Funding for the $279 Ipswich Motorway Darra to Rocklea upgrade remains unchanged, while the Moreton Bay Rail link, which had been promised $742 million under the previous government, can expect $518 million.
Funding for the Legacy Way tunnel has also dropped from $500 million under previous commitments to $400 million.
Just over $910 million had already been announced for the Gateway North upgrade, which included $125 million for an additional northbound lane, $70 million for an on-ramp and $718 million for an overall upgrade. The government didn’t improve on that by much, instead promising up to $1 billion for the projects.
The Warrego Highway upgrade will receive $508 million, just a few million short of what the previous government had promised.
“Managed Motorways” operations will be installed on the Bruce Highway between the Gateway and the D’Aguliar Highway “to improve capacity, reliability and safety” at a cost of $17.4 million.
Black Spot projects will receive $565 million funding and 2.5 billion had been set aside for the ‘Roads to Recovery’ road maintenance program.

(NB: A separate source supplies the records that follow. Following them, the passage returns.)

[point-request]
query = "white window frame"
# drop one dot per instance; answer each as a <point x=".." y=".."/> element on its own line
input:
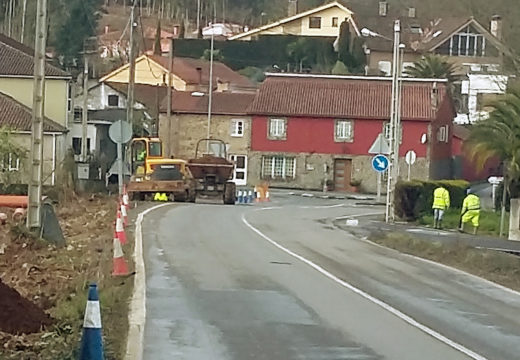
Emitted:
<point x="9" y="166"/>
<point x="277" y="128"/>
<point x="237" y="127"/>
<point x="285" y="165"/>
<point x="343" y="130"/>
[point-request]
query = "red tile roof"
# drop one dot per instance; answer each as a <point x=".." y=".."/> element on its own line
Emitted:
<point x="223" y="103"/>
<point x="19" y="117"/>
<point x="186" y="69"/>
<point x="362" y="98"/>
<point x="16" y="59"/>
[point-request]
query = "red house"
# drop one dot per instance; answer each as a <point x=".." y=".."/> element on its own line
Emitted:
<point x="311" y="129"/>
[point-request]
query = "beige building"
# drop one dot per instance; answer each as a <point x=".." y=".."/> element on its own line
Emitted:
<point x="323" y="21"/>
<point x="18" y="118"/>
<point x="189" y="123"/>
<point x="187" y="74"/>
<point x="16" y="80"/>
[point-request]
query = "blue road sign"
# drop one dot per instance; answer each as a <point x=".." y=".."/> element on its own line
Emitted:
<point x="380" y="163"/>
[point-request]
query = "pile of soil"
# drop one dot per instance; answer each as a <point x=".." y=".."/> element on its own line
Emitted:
<point x="18" y="315"/>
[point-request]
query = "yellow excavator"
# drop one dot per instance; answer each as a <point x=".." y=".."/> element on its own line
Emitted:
<point x="152" y="173"/>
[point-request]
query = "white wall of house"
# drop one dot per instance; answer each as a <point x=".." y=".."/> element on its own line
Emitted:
<point x="479" y="88"/>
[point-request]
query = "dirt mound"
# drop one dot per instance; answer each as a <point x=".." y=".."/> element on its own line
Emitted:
<point x="18" y="315"/>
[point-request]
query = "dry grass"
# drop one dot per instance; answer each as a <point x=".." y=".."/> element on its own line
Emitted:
<point x="495" y="266"/>
<point x="59" y="280"/>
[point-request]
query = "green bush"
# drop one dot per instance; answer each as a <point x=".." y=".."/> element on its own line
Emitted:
<point x="415" y="198"/>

The Inland (freight) Railway from Melbourne to Brisbane remains on the agenda, which is set to be delivered over the next decade, but there was no increase on the $300 million which had previously been announced for pre-construction works.
Commonwealth Games
The federal Health, Attorney-General and Immigration and Border Patrol budgets will contribute $2.5 million over two years from 2014/15 for “operational support” for the 2018 Gold Coast Commonwealth games, with Health and Treasury kicking in $156 million as the federal contribution towards its permanent infrastructure.
Defence
Health Minister Lawrence Springborg, who last year was worried about northern Australia’s water border protection, might be pleased to learn the government is committed to spending $9.8 million on its ‘Strategic Border Command’, which will include buying three new vessels for Torres Strait patrols, to support Papua New Guinea operations.
GST
Queensland remains a recipient state in terms of GST allocation, with its per capita allocation set at almost 1.8 per cent for the coming financial year, making its share of the GST allocation pool just over $11.7 billion, up from $10.8 billion in the 2013/14 financial year.

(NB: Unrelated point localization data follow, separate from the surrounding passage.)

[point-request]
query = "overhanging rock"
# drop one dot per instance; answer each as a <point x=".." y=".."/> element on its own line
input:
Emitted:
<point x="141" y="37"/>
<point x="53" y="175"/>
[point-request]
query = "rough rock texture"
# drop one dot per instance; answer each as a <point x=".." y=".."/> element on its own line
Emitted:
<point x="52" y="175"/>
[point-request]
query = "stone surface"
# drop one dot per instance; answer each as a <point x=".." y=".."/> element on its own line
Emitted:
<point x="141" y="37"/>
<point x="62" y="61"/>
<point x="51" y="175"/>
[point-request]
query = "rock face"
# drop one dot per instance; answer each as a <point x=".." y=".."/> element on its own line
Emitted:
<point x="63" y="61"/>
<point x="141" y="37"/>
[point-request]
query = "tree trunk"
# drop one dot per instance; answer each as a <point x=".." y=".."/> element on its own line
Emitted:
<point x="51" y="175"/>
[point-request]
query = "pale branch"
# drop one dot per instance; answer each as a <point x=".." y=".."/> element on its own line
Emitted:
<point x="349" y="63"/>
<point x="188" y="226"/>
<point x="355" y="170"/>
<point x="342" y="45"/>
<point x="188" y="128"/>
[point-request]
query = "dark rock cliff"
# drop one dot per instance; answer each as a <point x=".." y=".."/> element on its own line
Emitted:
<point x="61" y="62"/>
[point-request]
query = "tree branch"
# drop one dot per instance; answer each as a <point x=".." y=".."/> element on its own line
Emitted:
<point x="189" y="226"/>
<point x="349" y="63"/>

But with the tax reform and federation reform White Papers due by the end of next year, the government is flagging further changes. In good news for Premier Campbell Newman, who has been a champion of state’s sovereign rights at COAG meetings, the government plans on considering “the spending and taxation roles and responsibilities of the different levels of government in Australia to ensure that, as far as possible, the states are sovereign in their own sphere.
North Queensland insurance plan
But the Premier did have a win with his plan to help lower insurance costs in the natural disaster prone north Queensland region, with the Commonwealth committing to establishing an “insurance comparison rate” website and providing up to $12.5 billion over three years to help body corporate undertake engineering assessments “to identify risks that can be mitigated”.
Making a contribution
Taking a leaf out of Queensland Treasurer Tim Nicholl’s book, the budget overview reduced the “without action” predicted debt of $667 billion by 2023-24 to $23,000 for “every person in Australia”.

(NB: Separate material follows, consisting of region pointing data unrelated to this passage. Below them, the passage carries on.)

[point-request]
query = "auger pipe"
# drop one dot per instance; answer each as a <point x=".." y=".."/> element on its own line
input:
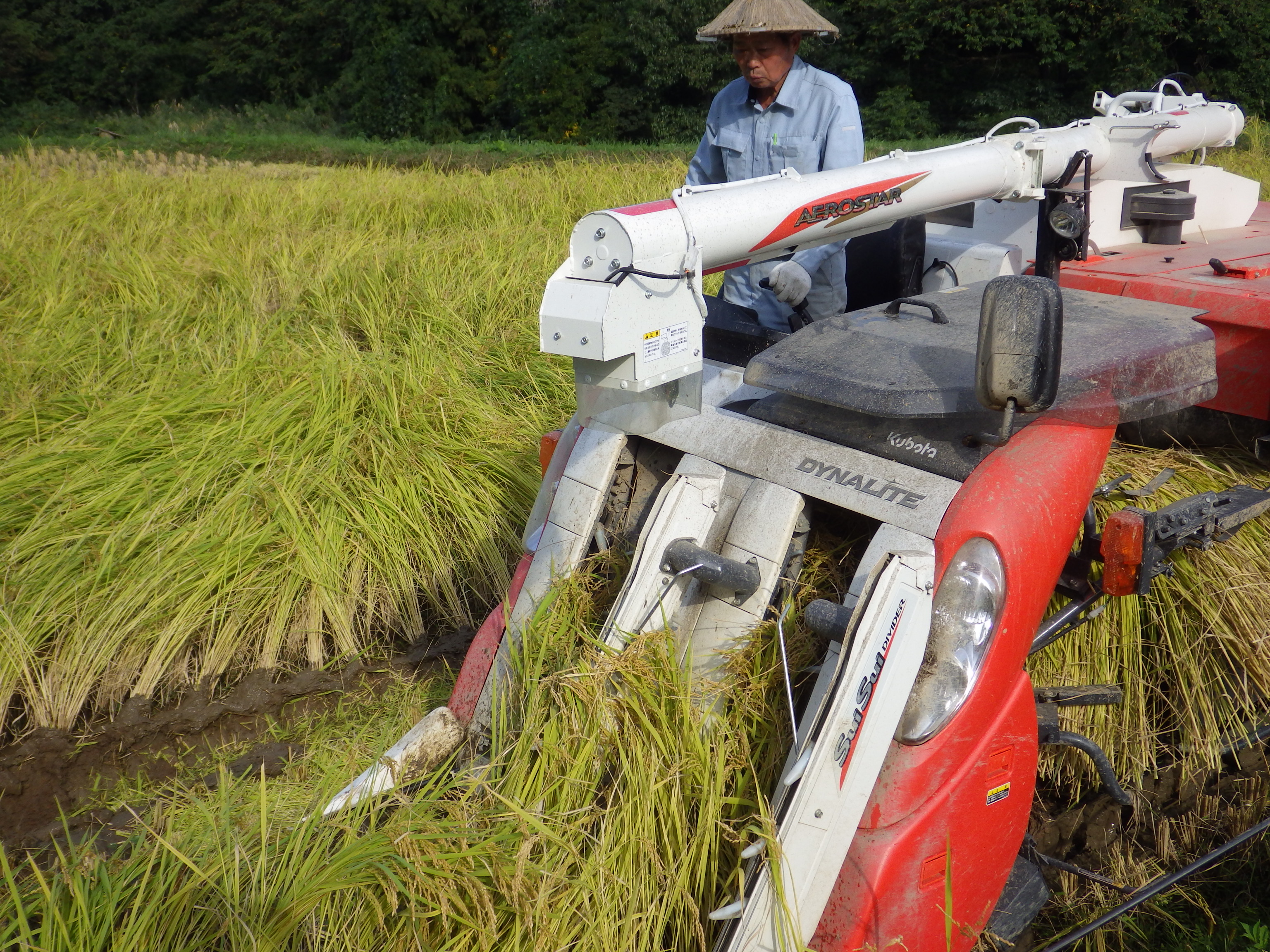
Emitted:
<point x="759" y="220"/>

And as in Queensland, the “fixing of the budget” was critical to leaving the next generation “a legacy ... of opportunity”, not debt.
“As Australians, we must not leave our children worse off,” he said.
“That’s not fair. That is not our way. We are a nation of lifters, not leaners.
“... We are a great nation. We are a great people.
“By everyone making a contribution now, we will build, together, a better Australia.”